Fig. 2. Mapping experimental data to the HRA.

a, A tissue block is 3D spatially registered and semantically annotated using the RUI or millitome (i). A smaller part of the tissue block might be used for sc/snRNA-seq analysis (not shown) or cut into tissue sections (ii). Tissue sections are analyzed using one or more assay types (iii). Shown are single-cell transcriptomics (for example, sc/snRNA-seq), OMAP-aligned spatial proteomics (for example, CODEX and Cell DIVE) and high-resolution hematoxylin and eosin (H&E)-stained histology images. Spatial alignment of different assay types for the very same or different tissue sections is non-trivial (iv). H&E data are used to segment FTUs using trained machine-learning models (v). A 3D reconstruction of tissue volumes is accomplished by aligning data from multiple serial tissue sections computationally (vi) followed by 3D segmentation and annotation (vii). The 2D or 3D data are analyzed to identify the distance of different cell types to the vasculature (VCCF visualizations) as a multiscale CCF from which no other cell is very distant (viii). b, Single-cell/nucleus data (sc/snRNA-seq) is stored as a cell-by-gene matrix; cell types are annotated using Azimuth or other cell type annotation tools; results are aggregated to cell-type-by-gene biomarker expression value matrices that are aligned with the ASCT+B tables; and are used in diverse HRA user interfaces (for example, EUI and FTU Explorer). c, OMAP-aligned spatial data generated using validated antibody panels linked to AVRs are analyzed to compute cell type by protein biomarker expression value matrices that are aligned with the ASCT+B tables using semi-automated workflows. d, The EUI provides full provenance for donors (sex, age and body mass index), data providers (upload date, contact name and affiliation), tissue blocks and sections (size, number, date and contact info for RUI registration) and datasets (assay type) with links to raw data in the HuBMAP Data Portal, other data portals or publications. e, CWL workflows detail which tools (yellow) are run on which input/output data (blue). Shown is the Azimuth cell type annotation workflow.
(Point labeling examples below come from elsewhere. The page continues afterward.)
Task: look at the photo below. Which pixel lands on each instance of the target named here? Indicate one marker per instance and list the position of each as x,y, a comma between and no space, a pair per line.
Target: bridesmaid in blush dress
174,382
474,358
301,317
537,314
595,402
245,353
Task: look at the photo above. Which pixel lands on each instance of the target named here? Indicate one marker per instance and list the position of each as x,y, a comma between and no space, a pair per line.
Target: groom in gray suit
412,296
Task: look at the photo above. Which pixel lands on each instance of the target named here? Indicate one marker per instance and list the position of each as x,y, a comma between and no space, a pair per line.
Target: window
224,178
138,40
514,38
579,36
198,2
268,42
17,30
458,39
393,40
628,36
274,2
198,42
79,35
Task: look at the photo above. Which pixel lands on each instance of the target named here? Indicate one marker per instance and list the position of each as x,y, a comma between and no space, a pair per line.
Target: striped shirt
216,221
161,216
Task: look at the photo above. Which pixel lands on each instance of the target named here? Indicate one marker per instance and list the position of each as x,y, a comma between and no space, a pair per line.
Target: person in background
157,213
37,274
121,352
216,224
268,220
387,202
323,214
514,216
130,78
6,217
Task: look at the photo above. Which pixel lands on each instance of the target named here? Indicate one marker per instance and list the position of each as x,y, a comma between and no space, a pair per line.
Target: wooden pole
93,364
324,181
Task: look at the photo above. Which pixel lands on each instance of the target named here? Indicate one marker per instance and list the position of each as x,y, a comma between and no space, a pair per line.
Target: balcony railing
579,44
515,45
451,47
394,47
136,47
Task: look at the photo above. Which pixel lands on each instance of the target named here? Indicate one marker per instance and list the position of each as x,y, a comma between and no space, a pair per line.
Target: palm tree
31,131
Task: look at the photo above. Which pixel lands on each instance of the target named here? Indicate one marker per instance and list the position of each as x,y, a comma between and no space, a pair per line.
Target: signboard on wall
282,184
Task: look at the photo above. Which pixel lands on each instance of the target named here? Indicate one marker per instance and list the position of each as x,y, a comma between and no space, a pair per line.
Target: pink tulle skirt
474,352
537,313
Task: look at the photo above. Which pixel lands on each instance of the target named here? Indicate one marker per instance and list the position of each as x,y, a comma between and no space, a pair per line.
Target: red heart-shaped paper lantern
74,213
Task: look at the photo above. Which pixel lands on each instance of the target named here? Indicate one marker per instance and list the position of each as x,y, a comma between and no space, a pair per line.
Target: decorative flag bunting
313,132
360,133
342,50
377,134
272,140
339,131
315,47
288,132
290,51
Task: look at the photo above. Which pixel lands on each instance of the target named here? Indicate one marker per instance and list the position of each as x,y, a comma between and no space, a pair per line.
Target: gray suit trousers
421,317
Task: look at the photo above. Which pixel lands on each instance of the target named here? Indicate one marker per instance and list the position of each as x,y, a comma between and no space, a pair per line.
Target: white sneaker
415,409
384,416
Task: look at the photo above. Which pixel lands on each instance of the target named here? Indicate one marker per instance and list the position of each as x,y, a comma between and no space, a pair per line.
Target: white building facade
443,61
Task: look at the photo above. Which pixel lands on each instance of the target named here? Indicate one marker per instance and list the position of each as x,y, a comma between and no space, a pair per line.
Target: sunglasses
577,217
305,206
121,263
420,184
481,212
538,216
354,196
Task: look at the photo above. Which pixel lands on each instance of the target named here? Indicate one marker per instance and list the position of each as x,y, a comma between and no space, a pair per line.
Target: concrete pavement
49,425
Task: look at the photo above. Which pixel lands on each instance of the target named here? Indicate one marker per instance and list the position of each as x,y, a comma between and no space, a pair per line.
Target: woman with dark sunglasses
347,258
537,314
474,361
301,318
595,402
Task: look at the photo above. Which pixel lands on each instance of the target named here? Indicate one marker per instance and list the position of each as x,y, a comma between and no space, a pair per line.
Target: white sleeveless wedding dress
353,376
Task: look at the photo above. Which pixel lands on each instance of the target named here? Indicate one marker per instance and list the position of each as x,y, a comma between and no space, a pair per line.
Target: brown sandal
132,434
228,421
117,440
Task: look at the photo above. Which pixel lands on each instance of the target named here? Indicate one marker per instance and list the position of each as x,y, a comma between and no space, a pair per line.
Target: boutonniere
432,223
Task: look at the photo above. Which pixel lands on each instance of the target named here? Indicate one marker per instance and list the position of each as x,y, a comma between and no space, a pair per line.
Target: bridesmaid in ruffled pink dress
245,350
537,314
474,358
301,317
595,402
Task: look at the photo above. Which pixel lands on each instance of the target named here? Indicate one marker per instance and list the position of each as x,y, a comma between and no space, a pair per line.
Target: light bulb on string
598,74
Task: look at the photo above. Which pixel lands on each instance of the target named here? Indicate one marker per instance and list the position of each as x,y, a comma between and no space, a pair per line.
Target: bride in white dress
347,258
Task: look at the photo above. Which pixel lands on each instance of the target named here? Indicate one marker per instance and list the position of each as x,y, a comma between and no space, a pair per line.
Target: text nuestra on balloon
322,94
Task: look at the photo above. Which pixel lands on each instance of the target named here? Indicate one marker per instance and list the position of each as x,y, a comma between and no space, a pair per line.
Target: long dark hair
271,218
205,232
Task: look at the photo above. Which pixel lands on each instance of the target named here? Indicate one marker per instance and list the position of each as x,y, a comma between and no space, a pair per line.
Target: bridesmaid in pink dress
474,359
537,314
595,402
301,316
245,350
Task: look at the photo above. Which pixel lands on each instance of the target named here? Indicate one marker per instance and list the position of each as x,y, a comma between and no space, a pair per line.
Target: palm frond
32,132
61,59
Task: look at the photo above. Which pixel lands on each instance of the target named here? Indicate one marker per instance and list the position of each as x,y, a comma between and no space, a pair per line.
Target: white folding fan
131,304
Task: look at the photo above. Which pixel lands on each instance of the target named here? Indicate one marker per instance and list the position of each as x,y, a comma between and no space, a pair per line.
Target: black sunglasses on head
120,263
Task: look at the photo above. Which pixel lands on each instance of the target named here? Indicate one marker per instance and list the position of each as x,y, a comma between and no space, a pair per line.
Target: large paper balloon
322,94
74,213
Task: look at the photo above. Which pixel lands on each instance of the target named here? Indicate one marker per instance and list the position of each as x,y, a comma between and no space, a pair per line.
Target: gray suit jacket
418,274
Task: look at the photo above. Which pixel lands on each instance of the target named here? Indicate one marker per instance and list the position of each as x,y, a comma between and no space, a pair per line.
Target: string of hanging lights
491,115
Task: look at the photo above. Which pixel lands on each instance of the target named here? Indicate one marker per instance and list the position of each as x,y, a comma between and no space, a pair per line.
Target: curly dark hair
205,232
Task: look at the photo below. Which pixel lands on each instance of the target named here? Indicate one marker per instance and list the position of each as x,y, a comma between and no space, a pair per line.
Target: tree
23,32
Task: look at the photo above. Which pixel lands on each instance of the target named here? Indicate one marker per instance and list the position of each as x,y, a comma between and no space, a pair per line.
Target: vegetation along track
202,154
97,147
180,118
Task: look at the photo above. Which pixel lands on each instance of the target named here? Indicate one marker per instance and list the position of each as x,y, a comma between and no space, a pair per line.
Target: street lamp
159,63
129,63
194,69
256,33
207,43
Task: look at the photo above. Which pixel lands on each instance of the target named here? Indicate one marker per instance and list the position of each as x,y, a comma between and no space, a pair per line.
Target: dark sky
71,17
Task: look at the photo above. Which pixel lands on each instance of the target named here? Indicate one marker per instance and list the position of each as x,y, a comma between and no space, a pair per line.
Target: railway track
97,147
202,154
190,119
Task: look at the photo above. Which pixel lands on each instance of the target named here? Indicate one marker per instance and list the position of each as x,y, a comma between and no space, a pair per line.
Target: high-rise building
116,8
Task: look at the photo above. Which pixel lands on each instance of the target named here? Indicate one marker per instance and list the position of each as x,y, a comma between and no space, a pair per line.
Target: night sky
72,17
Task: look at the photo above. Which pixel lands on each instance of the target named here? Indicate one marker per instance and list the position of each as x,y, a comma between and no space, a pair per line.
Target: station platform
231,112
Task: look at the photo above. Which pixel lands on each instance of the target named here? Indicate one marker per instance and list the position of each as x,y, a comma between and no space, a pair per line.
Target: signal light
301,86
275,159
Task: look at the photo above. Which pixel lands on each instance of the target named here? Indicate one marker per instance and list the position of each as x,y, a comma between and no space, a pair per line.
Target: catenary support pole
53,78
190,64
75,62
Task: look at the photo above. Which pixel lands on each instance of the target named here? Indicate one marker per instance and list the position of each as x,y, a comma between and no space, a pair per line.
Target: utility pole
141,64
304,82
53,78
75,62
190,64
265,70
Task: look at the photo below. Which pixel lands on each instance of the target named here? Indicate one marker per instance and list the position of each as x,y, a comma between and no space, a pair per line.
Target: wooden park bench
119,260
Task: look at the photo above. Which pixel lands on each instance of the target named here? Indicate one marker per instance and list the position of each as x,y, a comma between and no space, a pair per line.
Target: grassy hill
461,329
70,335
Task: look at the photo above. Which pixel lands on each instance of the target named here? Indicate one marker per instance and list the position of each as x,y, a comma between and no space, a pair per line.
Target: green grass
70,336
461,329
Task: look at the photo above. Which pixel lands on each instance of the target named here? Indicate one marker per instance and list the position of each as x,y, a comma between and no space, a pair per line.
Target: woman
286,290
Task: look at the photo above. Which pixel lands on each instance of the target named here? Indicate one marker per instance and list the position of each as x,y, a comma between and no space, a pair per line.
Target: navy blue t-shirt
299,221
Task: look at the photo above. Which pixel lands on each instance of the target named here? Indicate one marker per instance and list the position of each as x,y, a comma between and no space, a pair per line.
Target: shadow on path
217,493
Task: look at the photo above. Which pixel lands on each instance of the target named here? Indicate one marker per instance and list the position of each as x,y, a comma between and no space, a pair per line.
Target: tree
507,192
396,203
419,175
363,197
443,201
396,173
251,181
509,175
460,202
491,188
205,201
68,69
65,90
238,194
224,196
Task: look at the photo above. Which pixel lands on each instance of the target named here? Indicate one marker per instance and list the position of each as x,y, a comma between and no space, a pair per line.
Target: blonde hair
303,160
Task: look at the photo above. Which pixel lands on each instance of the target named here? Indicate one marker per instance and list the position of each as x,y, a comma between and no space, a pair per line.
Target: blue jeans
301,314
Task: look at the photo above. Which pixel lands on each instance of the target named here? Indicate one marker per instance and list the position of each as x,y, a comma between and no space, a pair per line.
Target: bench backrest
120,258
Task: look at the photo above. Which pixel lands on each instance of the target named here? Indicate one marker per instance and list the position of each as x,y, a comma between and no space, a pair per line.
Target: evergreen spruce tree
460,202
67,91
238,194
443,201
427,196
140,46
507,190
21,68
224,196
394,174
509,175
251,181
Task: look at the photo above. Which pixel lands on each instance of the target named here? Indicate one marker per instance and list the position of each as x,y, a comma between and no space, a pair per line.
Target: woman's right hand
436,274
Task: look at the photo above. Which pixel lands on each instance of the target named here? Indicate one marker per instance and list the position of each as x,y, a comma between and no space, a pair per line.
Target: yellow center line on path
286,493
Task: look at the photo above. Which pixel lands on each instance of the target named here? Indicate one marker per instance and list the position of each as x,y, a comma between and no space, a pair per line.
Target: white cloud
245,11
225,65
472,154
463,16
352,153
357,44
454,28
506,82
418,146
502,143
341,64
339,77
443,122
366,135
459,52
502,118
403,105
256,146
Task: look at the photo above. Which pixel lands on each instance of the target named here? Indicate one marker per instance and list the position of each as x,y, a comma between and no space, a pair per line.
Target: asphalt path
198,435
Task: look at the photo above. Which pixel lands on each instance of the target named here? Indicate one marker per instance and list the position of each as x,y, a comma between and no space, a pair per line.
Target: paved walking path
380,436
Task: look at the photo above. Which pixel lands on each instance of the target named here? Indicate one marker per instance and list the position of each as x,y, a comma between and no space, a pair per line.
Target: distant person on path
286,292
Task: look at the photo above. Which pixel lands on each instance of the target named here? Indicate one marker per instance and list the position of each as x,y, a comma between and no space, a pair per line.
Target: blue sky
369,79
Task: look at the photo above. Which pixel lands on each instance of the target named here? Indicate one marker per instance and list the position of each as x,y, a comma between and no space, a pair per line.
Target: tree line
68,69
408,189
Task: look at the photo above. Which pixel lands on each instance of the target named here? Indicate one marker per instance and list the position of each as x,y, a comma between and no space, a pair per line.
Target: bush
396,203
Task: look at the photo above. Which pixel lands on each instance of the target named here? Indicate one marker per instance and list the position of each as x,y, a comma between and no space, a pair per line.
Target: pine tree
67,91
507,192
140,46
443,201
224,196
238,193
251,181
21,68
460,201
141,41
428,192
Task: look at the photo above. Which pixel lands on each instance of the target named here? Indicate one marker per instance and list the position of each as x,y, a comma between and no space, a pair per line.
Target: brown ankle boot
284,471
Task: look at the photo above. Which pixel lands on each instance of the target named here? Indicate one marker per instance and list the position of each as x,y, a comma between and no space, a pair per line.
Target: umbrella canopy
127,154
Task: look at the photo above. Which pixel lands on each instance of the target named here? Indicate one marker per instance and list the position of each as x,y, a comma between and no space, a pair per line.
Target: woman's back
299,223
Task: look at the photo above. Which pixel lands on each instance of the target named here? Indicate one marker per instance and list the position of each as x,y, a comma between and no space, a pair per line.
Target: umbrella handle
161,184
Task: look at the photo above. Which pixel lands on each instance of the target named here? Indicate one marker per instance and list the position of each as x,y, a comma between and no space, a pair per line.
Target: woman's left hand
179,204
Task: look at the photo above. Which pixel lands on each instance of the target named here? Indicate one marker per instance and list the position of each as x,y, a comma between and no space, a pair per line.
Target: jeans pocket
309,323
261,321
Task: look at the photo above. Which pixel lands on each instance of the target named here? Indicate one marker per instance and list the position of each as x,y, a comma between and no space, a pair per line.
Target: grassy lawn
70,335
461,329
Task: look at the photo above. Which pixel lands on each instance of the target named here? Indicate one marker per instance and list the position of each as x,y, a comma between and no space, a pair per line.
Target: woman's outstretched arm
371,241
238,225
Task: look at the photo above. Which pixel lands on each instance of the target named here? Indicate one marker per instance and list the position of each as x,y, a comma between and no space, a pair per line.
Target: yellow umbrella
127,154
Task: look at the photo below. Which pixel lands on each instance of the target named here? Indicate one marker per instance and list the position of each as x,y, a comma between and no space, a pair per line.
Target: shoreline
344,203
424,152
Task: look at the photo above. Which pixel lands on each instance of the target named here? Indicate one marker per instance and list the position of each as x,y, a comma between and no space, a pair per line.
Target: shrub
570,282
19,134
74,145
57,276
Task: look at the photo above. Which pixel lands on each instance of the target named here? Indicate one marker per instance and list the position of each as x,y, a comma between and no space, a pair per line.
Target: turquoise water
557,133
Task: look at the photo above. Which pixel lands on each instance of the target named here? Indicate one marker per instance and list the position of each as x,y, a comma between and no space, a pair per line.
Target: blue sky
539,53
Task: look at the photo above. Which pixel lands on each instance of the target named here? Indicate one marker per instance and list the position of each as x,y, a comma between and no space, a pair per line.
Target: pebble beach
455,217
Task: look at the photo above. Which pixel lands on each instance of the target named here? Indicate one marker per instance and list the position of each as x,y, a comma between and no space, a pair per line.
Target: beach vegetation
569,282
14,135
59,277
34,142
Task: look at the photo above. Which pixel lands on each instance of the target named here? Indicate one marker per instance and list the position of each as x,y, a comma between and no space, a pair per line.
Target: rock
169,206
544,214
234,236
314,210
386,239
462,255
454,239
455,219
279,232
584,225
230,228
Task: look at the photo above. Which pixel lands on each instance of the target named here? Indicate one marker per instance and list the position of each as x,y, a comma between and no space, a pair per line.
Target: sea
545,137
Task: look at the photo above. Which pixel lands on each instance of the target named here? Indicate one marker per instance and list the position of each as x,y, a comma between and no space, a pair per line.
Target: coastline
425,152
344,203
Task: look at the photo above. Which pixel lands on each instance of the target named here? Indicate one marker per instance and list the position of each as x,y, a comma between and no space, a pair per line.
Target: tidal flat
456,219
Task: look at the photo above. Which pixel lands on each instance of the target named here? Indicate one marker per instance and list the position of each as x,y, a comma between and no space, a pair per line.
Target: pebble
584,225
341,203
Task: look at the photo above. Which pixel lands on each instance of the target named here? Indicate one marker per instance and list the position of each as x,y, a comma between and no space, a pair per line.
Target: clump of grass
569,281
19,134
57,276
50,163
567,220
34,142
Fig. 3. Human Reference Atlas usage.

a, HRA can be used to compare the distribution of parenchymal cells including endothelial, epithelial and muscle that compose the blood vessels, airways and gas exchanging functional lung structures and resident immune cells including macrophages, to local vasculature (VCCF visualization) in healthy (top) and diseased (bottom) lung using multiplexed immunofluorescence microscopy images with bronchiole (br) and an accompanying small pulmonary artery (pa). Scale bars, white 5 mm; red 200 µm; and yellow 100 µm. The graphs on the right show distance distributions for cell types present in the healthy lung (top) and diseased BPD lung (bottom); the violin plot (middle) shows a comparison between distance distributions for cell types common in both datasets. Datasets are on GitHub. b, Multilevel cell neighborhoods can be computed to analyze and communicate the structure and function of FTUs; tissue image with cell type annotations and zoom into H&E with FTU segmentations (red outlines) and zoom into the multiplexed image (CODEX) is shown in left, neighborhoods are given in the middle; hierarchy of FTUs, neighborhoods, communities and cell types are shown on the right. Datasets are on GitHub. ICC, Interstitial cells of Cajal; TA, transit-amplifying; NK, natural killer; DC, dendritic cell; IEL, intraepithelial lymphocytes.